Jake and Liz were staggering, disoriented; the major didn’t know what was going on; and the precog, knowing he was about to die, couldn’t take his eyes off the elevator. Ben Trask was the only one who saw the “truth” of it and knew what to do.
“To me!” he shouted. “To me!” And without waiting he swept them into his arms, bundled all four of them close to himself.
“What?” Jake said, completely out of the picture.
“Make a door!” Trask shouted at him. “For God’s sake, make a goddamned door! Make a big one, and I mean right now!”

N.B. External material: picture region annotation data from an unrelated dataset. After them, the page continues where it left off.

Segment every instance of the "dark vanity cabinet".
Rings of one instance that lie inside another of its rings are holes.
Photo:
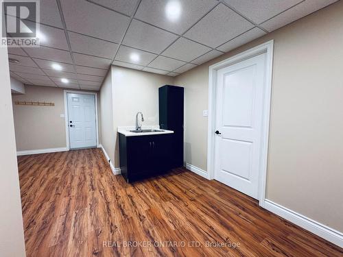
[[[158,88],[160,128],[174,131],[172,168],[183,166],[183,95],[180,86],[165,85]]]
[[[172,168],[172,135],[119,134],[120,169],[128,183],[162,174]]]

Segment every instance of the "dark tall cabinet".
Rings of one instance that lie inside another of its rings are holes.
[[[165,85],[158,88],[160,127],[173,130],[173,168],[183,166],[183,88]]]

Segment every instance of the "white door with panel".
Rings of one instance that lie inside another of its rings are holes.
[[[95,95],[69,93],[67,101],[70,148],[96,147]]]
[[[265,53],[218,70],[215,179],[258,198]]]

And Jake, and Korath, they made a door.
The blast took them right through it, all five (or six of of them, with Korath), through the door into the Mobius Continuum. And in the hot blast and the fire that followed them, Jake knew only one safe place to take them. He remembered those suntanned, near-naked bodies sprawling indolently, and the shadow of the helicopter dark on the sparkling water. And he knew the coordinates.
Down they went in one of Xanadu’s pools, and coughing and spluttering they surfaced …
… In time to see Chopper One at altitude 150 feet, wheeling to face the backdrop of cliffs, steadying up and sitting like a hawk on the air, and opening up with its nose cannons on no clearly discernible target.
In his once-secret hiding place, Malinari saw it, too, and didn’t believe it. But as cannon-fire ripped the chimney’s facade to shreds he had to believe it. And while he still had time he tripped the rest of his switches. Then, with his thin clothing tearing under the pressure of madly metamorphosing flesh—and his bolthole hideaway collapsing around him—Malinari made a headlong dive through his window of observation, out into the night.